Alerting & Notifications

The alerting subsystem has two collaborating parts:

  • Alert rules engine - evaluates rules against the internal event bus every 3 minutes and creates Alert records when conditions are met.
  • Notification providers - deliver those alerts (and any other dispatch call) to one or more external channels concurrently.

Together they replace ad-hoc email scripts and give you a single place to define what to watch, who to tell, and how.
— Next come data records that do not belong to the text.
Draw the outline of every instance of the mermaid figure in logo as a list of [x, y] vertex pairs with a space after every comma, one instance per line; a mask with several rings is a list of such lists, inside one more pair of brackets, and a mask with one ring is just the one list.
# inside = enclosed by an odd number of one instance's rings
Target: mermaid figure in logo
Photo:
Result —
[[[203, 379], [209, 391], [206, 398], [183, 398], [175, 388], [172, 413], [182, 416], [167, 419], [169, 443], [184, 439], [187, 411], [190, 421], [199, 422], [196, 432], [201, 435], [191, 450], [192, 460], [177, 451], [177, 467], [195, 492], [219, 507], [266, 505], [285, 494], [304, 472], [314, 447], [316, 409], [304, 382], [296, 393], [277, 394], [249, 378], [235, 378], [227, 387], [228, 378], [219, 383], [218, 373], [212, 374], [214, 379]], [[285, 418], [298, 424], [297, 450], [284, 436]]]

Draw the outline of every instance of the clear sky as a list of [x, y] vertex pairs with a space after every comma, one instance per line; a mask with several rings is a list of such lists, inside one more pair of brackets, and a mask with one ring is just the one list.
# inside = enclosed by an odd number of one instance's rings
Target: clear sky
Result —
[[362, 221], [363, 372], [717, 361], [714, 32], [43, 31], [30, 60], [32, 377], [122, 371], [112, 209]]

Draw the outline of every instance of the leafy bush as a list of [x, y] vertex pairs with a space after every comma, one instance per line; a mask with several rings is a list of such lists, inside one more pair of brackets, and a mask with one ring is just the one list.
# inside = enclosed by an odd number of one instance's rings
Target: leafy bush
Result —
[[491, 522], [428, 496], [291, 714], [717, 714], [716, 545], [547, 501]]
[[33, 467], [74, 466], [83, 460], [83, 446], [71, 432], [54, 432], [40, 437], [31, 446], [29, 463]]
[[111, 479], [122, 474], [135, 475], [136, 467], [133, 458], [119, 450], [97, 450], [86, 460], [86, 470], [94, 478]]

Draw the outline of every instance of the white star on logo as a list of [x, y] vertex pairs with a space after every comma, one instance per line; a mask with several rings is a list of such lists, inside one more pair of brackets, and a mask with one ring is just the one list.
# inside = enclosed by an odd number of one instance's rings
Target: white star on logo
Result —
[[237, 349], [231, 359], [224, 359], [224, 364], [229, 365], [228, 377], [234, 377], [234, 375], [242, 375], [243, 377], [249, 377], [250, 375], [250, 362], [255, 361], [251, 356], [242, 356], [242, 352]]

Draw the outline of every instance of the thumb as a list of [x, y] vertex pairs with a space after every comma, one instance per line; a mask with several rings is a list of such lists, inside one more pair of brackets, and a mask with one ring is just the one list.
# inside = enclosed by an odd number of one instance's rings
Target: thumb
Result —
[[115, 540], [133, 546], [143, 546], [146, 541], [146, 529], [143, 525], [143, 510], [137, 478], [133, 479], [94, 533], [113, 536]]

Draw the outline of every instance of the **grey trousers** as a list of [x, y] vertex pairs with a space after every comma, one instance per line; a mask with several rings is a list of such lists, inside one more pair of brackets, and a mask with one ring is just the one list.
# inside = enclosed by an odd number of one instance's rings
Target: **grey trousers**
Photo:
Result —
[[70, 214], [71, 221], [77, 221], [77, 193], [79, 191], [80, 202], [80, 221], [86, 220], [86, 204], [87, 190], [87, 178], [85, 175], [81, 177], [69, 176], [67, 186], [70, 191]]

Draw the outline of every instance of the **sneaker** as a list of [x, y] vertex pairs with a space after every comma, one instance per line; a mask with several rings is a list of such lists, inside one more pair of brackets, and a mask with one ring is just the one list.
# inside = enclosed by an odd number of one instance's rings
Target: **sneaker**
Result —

An AlertRule subscribes to a named event type (or pattern) on the internal event bus. When the evaluator sees a matching event, it creates an Alert record and fans out notifications through every configured provider.

Each rule carries:

FieldDescription
nameHuman-readable label shown in the UI
descriptionOptional context for operators
rule_typethreshold, pattern, anomaly, or custom - selects the evaluator
scopeTargeting scope - one of organization, site, device_group, device
scope_idsJSONB list of UUIDs for the chosen scope (omit for organization)
severityinfo, warning, or critical - maps to notification priority
statusactive, disabled, or draft - disabled/draft rules are skipped by the evaluator
conditionsJSONB dict whose keys depend on rule_type (see below)
auto_resolve_after_secondsIf set, the evaluator resolves the alert automatically after this many seconds (integer, minimum 60)
notification_channelsJSONB dict mapping channel name to channel-specific config (e.g. {"email": {"to": ["ops@example.com"]}, "slack": {"channel": "#alerts"}}). Valid channel keys: email, slack, teams, webhook, in_app, sms, whatsapp.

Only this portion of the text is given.